Le 2 avril 2026, le capitaine Ibrahim Traoré, président du Faso, a jeté un pavé dans la mare glacée des certitudes politiques et diplomatiques en suggérant que la démocratie occidentale n’est pas la panacée. C’est cette simple prise de position qui semble avoir déclenché un scandale dans les médias occidentaux. Pourtant, en grattant le vernis des discours pompeux, on peut faire le constat que, ce qui nous est souvent vendu sous le label « démocratie », ressemble de plus en plus à un produit d’importation périmé, dont l’emballage brille mais dont le contenu empoisonne.

L’illusion du modèle universel

Depuis des décennies, on nous explique, en quelque sorte, que la démocratie est un kit de montage suédois. On y met un parlement, quelques partis politiques ici et là, une pincée d’élections (souvent contestées) et hop, le développement arrive. Or, les démocraties qui s’attachent à vouloir donner des leçons aujourd’hui ont des historiques de navigation pour le moins… créatifs.

Le modèle occidental moderne n’est qu’une variante locale d’une aspiration universelle. La démocratie n’est pas un logiciel propriétaire appartenant à l’Occident. Elle peut, et doit, prendre des formes adaptées aux contextes.

Prenez les États-Unis, phare autoproclamé du monde libre. Leur « démocratie » originelle a fonctionné à merveille pendant des siècles avec une main-d’œuvre gratuite, les esclaves, puis des citoyens de seconde zone. C’est pratique pour le PIB, moins pour l’éthique. Quant à l’Europe, elle cultive souvent la « démocratie des semblables », un club VIP où l’on discute entre gens de bonne compagnie tout en érigeant des barrières mentales et physiques contre « l’autre ».

Comme le rappelle l’économiste Amartya Sen dans son livre La démocratie des autres, le modèle occidental moderne n’est qu’une variante locale d’une aspiration universelle. La démocratie n’est pas un logiciel propriétaire appartenant à l’Occident. Elle peut, et doit, prendre des formes adaptées aux contextes. En Afrique, cela peut aussi passer par ce que le philosophe Jean-Pierre Mbelu appelle « tradicratie », c’est à dire une réinvention de la gouvernance basée sur la parole partagée et le consensus, plutôt que sur la foire d’empoigne électorale financée par des intérêts obscurs.

Le refus du mimétisme

Le vrai problème, comme le souligne le psychanalyste Philippe Breton dans son livre L’incompétence démocratique, c’est que la démocratie exige un savoir-faire. Il ne suffit pas de glisser un bulletin dans une urne pour devenir citoyen. Sans une éthique de la parole et une capacité réelle de débat public, nous fabriquons des « démocraties sans démocrates ».

Le rejet exprimé par des leaders comme Ibrahim Traoré n’est pas forcément un rejet de la liberté, mais un refus du mimétisme servile.

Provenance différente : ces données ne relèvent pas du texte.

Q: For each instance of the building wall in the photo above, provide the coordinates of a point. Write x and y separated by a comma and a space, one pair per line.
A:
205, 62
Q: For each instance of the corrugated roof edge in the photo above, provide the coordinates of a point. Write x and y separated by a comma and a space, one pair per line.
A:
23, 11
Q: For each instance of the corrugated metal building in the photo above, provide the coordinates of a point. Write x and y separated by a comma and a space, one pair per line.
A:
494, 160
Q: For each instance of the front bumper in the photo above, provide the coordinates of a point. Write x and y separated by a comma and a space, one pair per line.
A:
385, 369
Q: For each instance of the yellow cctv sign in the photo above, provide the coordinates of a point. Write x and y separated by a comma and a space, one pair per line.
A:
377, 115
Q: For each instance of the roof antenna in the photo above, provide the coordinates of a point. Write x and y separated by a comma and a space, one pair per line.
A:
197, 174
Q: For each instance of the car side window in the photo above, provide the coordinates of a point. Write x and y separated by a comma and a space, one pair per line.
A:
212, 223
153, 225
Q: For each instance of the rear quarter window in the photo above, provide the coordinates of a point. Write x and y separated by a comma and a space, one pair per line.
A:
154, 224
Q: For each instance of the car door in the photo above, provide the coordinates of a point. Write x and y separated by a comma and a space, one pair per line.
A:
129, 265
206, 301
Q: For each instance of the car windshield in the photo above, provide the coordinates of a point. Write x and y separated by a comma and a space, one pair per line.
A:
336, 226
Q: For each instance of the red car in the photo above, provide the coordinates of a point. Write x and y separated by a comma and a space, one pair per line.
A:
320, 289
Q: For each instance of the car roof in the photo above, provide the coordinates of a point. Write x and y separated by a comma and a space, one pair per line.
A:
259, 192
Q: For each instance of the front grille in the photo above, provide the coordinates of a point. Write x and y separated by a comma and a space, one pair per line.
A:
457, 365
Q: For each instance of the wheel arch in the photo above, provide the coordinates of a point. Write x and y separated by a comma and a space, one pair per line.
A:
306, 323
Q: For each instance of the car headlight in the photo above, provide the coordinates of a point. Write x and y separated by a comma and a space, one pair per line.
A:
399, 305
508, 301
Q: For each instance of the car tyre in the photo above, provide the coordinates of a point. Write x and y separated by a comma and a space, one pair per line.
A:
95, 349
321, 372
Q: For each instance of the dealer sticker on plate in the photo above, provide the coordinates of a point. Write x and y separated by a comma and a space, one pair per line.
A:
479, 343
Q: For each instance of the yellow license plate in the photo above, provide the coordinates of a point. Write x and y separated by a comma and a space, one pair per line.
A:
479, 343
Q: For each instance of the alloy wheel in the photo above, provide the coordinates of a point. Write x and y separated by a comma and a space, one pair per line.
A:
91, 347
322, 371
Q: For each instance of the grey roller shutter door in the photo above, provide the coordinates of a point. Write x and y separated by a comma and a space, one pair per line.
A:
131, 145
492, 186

C’est ici que l’ironie devient mordante. Alors que l’Occident s’échine à exporter ses « leçons de démocratie (et des droits de l’homme)» à grand coup de rapports d’ONG, ses propres fondations vacillent. Entre les guerres cognitives, la surveillance algorithmique et les logiques d’emprise des géants du numérique, le « citoyen occidental moyen » est en train de devenir un spectateur passif de sa propre dépossession. La démocratie y est devenue un exercice de marketing où l’on manipule les émotions plutôt que d’exercer la raison.

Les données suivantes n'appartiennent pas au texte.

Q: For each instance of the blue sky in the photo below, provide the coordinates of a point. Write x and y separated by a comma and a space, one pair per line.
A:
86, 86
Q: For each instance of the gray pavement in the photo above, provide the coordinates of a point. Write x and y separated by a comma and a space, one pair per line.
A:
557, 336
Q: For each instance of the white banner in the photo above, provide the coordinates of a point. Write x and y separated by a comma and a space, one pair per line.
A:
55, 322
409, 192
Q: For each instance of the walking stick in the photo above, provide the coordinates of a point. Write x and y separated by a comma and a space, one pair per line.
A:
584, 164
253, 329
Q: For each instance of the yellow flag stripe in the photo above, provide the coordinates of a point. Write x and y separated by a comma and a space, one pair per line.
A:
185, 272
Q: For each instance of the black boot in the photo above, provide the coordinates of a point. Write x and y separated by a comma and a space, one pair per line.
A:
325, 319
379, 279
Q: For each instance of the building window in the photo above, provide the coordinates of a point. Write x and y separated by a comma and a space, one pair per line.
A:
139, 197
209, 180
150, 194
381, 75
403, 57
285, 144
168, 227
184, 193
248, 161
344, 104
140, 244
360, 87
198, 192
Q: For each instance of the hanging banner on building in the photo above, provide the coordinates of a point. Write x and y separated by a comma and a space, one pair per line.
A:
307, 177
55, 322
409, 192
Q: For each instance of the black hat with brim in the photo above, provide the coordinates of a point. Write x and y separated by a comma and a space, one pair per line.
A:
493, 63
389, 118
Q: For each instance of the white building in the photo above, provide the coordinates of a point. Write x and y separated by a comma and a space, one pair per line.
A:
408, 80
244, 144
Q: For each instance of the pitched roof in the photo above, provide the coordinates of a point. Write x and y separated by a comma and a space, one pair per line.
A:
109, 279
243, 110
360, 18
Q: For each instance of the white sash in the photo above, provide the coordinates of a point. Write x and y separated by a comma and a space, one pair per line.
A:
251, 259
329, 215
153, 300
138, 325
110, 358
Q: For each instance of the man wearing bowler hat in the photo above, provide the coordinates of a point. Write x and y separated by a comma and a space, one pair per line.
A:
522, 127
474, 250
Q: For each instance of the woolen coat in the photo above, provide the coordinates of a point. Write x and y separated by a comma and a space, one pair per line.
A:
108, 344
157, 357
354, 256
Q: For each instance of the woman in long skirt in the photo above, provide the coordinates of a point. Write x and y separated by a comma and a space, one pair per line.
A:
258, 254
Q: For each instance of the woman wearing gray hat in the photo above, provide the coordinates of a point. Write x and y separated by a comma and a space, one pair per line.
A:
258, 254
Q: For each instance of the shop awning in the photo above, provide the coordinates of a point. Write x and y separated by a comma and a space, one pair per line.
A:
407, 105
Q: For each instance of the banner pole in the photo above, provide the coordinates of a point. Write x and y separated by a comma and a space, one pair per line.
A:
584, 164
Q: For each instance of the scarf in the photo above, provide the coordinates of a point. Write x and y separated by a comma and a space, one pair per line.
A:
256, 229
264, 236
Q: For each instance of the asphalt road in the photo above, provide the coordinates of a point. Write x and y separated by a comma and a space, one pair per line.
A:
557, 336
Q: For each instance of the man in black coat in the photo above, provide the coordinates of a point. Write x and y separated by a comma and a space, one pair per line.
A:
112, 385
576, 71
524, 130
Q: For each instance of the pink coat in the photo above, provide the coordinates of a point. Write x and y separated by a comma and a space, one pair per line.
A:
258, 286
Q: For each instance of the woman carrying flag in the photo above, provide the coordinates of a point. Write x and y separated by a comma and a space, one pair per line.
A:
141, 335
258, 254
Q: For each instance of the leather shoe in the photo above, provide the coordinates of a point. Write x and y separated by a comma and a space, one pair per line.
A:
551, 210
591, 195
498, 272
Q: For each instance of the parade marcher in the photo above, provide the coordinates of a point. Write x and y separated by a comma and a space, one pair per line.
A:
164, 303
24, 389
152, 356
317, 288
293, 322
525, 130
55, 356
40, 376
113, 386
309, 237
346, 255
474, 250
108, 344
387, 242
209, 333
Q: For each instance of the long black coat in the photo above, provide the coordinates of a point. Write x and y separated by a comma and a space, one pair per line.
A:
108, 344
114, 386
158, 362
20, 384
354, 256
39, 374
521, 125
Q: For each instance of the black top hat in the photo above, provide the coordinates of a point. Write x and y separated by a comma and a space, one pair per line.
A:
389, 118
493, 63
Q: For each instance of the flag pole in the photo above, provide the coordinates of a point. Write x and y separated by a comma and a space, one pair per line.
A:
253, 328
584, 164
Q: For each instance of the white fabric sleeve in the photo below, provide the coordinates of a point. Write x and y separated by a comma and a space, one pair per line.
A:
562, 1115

Le rejet exprimé par des leaders comme Ibrahim Traoré n’est pas forcément un rejet de la liberté, mais un refus du mimétisme servile. Et puis, pourquoi s’acharner à copier un système qui, chez ses inventeurs mêmes, produit du désenchantement et de la fracture sociale ?

Ce qui compte

Pour l’Afrique, de manière générale, l’enjeu n’est pas de choisir entre la « dictature » et la « démocratie occidentale » de toute façon. Ce qui compte c’est de refonder et consolider un État sur ses propres piliers. ce qui compte, c’est la réappropriation du destin collectif, la souveraineté sur les ressources et une solidarité qui ne soit pas qu’un slogan pour bailleurs de fonds.

En fin de compte, si votre démocratie se résume à choisir tous les quatre/cinq ans entre un candidat « A » et un candidat « B » qui appliquent la même politique économique dictée par des marchés lointains, vous n’êtes pas un citoyen, vous n’êtes pas en démocratie, vous êtes un consommateur de politique, et vous êtes dans l’illusion démocratique.